4.1 Dinner seating arrangement#

Preamble: Install Pyomo and a solver#

The following cell sets and verifies a global SOLVER for the notebook. If run on Google Colab, the cell installs Pyomo and the HiGHS solver, while, if run elsewhere, it assumes Pyomo and HiGHS have been previously installed. It then sets to use HiGHS as solver via the appsi module and a test is performed to verify that it is available. The solver interface is stored in a global object SOLVER for later use.

import sys
 
if 'google.colab' in sys.modules:
    %pip install pyomo >/dev/null 2>/dev/null
    %pip install highspy >/dev/null 2>/dev/null
 
solver = 'appsi_highs'
 
import pyomo.environ as pyo
SOLVER = pyo.SolverFactory(solver)

assert SOLVER.available(), f"Solver {solver} is not available."

Problem description#

Assume that we are organizing a wedding dinner and our goal is to have guests from different families mingle with each other as much as possible. One way to do this is to seat people at tables so that no more people than a given threshold \(k_{\max}\) from the same family sit at the same table. How could we solve a problem like this?

First, we need the problem data. For each family \(f \in F\) we need to know the number of its members \(m_f\), and for each table \(t \in T\) we need to know its capacity \(c_t\). Using these data and the tools we have learned so far, we can formulate this problem as a LO problem.

If we are not concerned about specific individuals, but only about the number of people in a given family, then we can use variable \(x_{ft}\) to determine the number of people in family \(f\) who will sit at table \(t\).

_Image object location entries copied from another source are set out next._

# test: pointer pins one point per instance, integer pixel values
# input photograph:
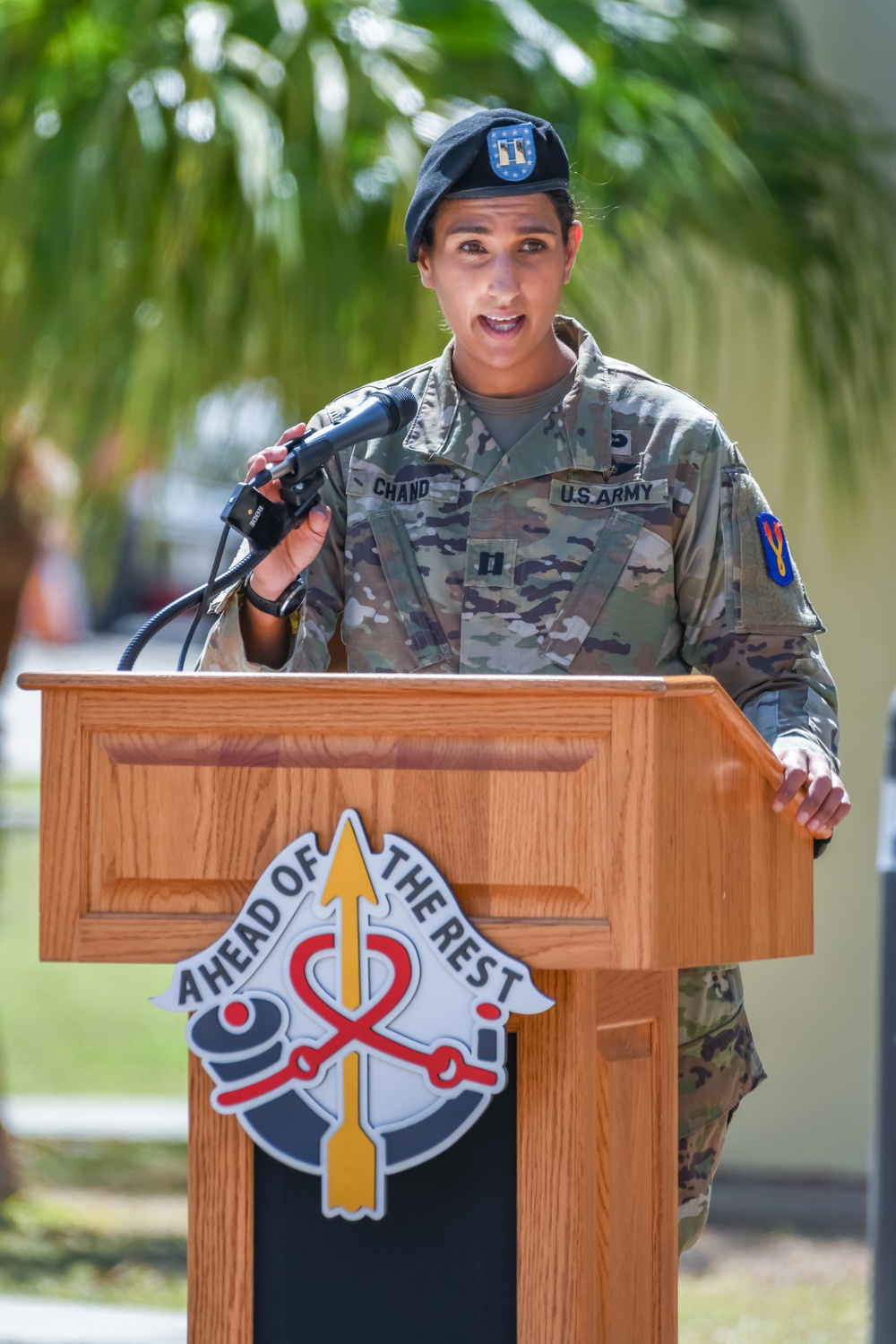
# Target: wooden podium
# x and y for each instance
(606, 831)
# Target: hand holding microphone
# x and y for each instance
(298, 548)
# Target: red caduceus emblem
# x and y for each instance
(357, 1026)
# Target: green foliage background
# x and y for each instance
(195, 195)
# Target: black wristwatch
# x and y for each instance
(289, 601)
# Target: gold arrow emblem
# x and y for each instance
(349, 1155)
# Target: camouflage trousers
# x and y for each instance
(718, 1067)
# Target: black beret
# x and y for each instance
(497, 152)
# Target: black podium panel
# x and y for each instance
(440, 1268)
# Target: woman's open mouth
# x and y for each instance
(501, 325)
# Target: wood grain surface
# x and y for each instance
(640, 806)
(603, 830)
(220, 1228)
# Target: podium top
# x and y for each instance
(551, 695)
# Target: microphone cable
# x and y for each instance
(206, 599)
(183, 604)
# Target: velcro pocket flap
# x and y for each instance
(755, 604)
(592, 588)
(406, 586)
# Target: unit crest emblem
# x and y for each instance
(352, 1018)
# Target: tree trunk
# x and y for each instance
(18, 551)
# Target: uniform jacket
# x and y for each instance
(618, 537)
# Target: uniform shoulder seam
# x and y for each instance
(619, 366)
(384, 382)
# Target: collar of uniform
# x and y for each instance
(438, 430)
(586, 410)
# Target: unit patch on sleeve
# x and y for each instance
(774, 543)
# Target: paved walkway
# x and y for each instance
(129, 1118)
(31, 1320)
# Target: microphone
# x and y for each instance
(265, 521)
(379, 414)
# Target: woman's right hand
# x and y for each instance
(298, 548)
(266, 637)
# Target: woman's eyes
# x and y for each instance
(530, 245)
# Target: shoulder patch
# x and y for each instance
(774, 543)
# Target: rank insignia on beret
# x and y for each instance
(512, 151)
(774, 543)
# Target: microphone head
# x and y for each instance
(401, 406)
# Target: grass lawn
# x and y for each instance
(739, 1288)
(99, 1223)
(77, 1029)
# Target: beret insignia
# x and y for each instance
(512, 151)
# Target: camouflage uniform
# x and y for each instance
(616, 538)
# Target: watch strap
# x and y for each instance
(289, 599)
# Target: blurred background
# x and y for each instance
(201, 242)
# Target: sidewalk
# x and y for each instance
(128, 1118)
(31, 1320)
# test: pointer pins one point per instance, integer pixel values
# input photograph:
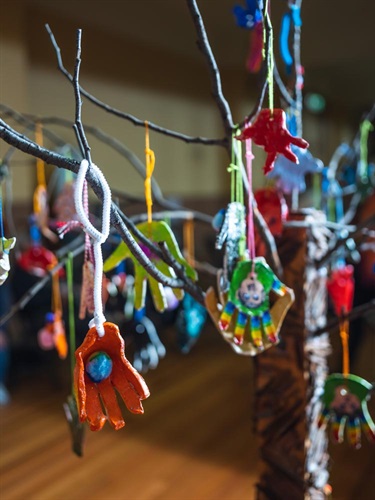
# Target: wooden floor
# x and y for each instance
(195, 441)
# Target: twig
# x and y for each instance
(283, 90)
(78, 127)
(181, 214)
(127, 116)
(24, 144)
(361, 230)
(355, 313)
(268, 238)
(205, 48)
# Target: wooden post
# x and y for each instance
(289, 377)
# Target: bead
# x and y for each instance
(99, 366)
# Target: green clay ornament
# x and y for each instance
(246, 320)
(345, 405)
(156, 231)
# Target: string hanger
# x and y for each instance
(98, 237)
(150, 165)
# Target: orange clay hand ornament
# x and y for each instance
(101, 367)
(269, 130)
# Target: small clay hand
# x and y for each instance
(148, 346)
(269, 130)
(345, 405)
(249, 303)
(101, 367)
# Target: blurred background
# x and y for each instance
(195, 440)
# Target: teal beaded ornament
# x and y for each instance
(345, 406)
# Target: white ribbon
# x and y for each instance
(98, 237)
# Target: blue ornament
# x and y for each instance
(290, 175)
(247, 17)
(99, 366)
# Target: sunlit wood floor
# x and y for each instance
(195, 441)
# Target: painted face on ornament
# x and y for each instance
(345, 403)
(251, 292)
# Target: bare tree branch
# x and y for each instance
(24, 144)
(355, 313)
(126, 116)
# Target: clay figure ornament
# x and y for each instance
(156, 231)
(101, 368)
(345, 406)
(6, 247)
(244, 317)
(269, 130)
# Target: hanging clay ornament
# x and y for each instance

In the problem formulation, we were not given any objective function, since our goal is to find a feasible seating arrangement. For this reason, we can set the objective function to a constant value, say \(0\), and, in this way, do not differentiate between the various feasible solutions.

The mathematical formulation of this seating allocation problem is:

\[\begin{split} \begin{align*} \min \quad & 0\\ \text{s.t.} \quad & \sum\limits_{f} x_{ft} \leq c_t && \forall \, t \in T \\ & \sum\limits_{t} x_{ft} = m_f && \forall \, f \in F \\ & 0 \leq x_{ft} \leq k_{\max}. \end{align*} \end{split}\]

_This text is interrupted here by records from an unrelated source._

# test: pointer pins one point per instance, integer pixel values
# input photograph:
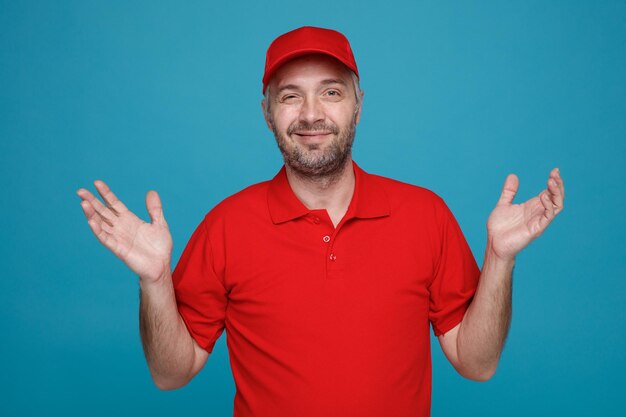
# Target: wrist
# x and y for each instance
(498, 257)
(157, 280)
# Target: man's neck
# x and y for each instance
(332, 193)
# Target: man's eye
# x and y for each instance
(289, 97)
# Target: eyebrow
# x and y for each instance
(328, 81)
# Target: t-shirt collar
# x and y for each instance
(369, 199)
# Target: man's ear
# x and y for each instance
(266, 116)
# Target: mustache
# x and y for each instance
(312, 127)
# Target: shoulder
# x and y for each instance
(401, 193)
(248, 203)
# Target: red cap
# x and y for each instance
(307, 40)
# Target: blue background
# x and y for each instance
(166, 96)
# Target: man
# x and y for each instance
(325, 278)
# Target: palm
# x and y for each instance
(511, 227)
(145, 247)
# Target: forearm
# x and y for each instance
(486, 323)
(167, 344)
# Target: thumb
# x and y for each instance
(509, 190)
(153, 204)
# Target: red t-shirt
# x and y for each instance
(325, 321)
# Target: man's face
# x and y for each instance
(313, 114)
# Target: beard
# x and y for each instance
(309, 161)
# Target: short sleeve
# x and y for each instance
(200, 295)
(455, 278)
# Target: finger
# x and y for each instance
(511, 184)
(155, 208)
(559, 181)
(548, 207)
(109, 197)
(87, 209)
(102, 210)
(556, 197)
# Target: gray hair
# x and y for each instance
(357, 93)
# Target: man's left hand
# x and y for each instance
(511, 227)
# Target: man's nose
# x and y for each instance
(311, 111)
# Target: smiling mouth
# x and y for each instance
(312, 134)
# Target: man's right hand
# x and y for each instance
(145, 247)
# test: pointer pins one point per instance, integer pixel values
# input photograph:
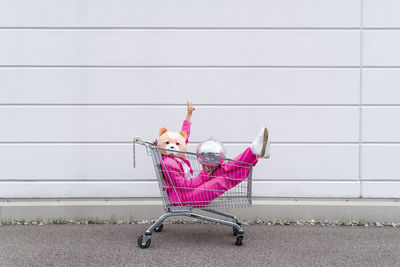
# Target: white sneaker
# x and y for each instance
(260, 145)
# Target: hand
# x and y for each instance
(190, 107)
(190, 110)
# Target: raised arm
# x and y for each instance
(187, 123)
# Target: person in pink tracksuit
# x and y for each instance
(206, 186)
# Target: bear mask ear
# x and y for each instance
(183, 133)
(161, 131)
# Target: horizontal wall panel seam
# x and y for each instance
(230, 142)
(181, 28)
(189, 66)
(198, 105)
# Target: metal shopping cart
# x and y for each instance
(182, 205)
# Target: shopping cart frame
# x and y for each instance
(170, 210)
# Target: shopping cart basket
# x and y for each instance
(184, 200)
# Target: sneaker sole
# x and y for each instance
(265, 140)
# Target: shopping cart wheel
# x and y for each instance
(141, 244)
(234, 231)
(239, 240)
(159, 228)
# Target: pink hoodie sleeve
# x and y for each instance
(186, 127)
(177, 178)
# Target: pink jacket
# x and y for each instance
(203, 188)
(177, 185)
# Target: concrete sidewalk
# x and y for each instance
(198, 245)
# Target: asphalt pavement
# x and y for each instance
(198, 245)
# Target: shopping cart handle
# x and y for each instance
(138, 140)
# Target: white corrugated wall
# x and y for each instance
(79, 79)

The constraints ensure that the seating capacity for each table is not exceeded, that each family is fully seated, and that the number of elements of each family at each table does not exceed the threshold \(k\).

Implementation#

The problem statement will be satisfied by finding a feasible solution, if one exists. Because no specific objective has been specified, the mathematical formulation uses a constant 0 as essentially a placeholder for the objective function. Some optimization solvers, however, issue warning messages if they detect a constant objective, and others will fail to execute at all. A simple work around for these cases is to replace the constant objective with a ‘dummy’ variable that doesn’t appear elsewhere in the optimization problem.

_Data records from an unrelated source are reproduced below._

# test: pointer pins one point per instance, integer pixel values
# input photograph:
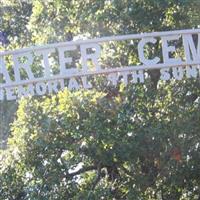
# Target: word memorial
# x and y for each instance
(33, 71)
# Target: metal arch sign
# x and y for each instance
(22, 61)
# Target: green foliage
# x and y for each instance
(134, 142)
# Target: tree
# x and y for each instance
(134, 142)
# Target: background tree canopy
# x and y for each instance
(135, 142)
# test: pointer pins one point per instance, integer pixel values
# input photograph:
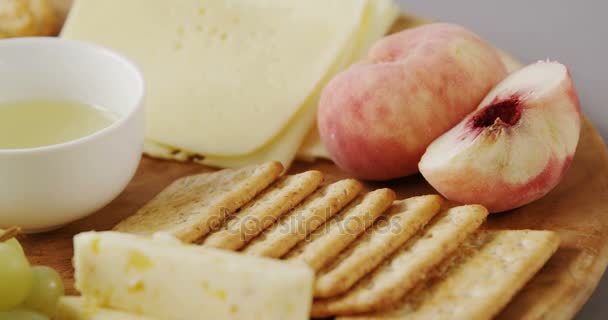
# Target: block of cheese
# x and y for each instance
(383, 15)
(169, 280)
(78, 308)
(376, 21)
(223, 77)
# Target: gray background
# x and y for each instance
(572, 32)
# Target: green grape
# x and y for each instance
(15, 276)
(20, 314)
(12, 242)
(47, 287)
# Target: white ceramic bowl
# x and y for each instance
(47, 187)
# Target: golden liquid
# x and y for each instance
(37, 123)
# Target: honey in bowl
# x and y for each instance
(37, 123)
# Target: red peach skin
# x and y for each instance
(515, 147)
(377, 118)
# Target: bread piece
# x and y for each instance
(192, 206)
(408, 266)
(480, 280)
(264, 210)
(404, 220)
(277, 240)
(326, 243)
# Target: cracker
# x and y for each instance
(16, 19)
(326, 243)
(488, 271)
(408, 265)
(264, 210)
(403, 221)
(277, 240)
(192, 206)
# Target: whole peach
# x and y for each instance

import pyomo.environ as pyo
from IPython.display import display
import networkx as nx
import matplotlib.pyplot as plt
import pandas as pd
import numpy as np


def seat_allocation(members, capacity, kmax, domain=pyo.NonNegativeReals):
    m = pyo.ConcreteModel("Seating arrangement")

    m.F = pyo.Set(initialize=range(len(members)))
    m.T = pyo.Set(initialize=range(len(capacity)))

    m.M = pyo.Param(m.F, initialize=members)
    m.C = pyo.Param(m.T, initialize=capacity)

    m.x = pyo.Var(m.F, m.T, bounds=(0, kmax), domain=domain)
    m.dummy = pyo.Var(bounds=(0, 1), initialize=0)

    @m.Objective(sense=pyo.minimize)
    def goal(m):
        return m.dummy

    @m.Constraint(m.T)
    def capacity(m, t):
        return pyo.quicksum(m.x[f, t] for f in m.F) <= m.C[t]

    @m.Constraint(m.F)
    def seat(m, f):
        return pyo.quicksum(m.x[f, t] for t in m.T) == m.M[f]

    return m


def get_solution(model):
    df = pd.DataFrame()
    for idx, x in model.x.items():
        f, t = idx
        df.loc[f, t] = x()
    df.index.name = "family"
    df.columns = [f"table {i}" for i in model.T]
    return df.round(5)


def report(model, results, type=int, verbose=False):
    if verbose:
        print(f"Solver status: {results.solver.status}")
        print(f"Termination condition: {results.solver.termination_condition}")
    if results.solver.termination_condition == "optimal":
        soln = get_solution(model).astype(type)
        display(soln)
        print(f"objective:       {pyo.value(model.goal)}")
        print(f"places at table: {list(soln.sum(axis=0).round(1))}")
        print(f"members seated:  {list(soln.sum(axis=1).round(1))}")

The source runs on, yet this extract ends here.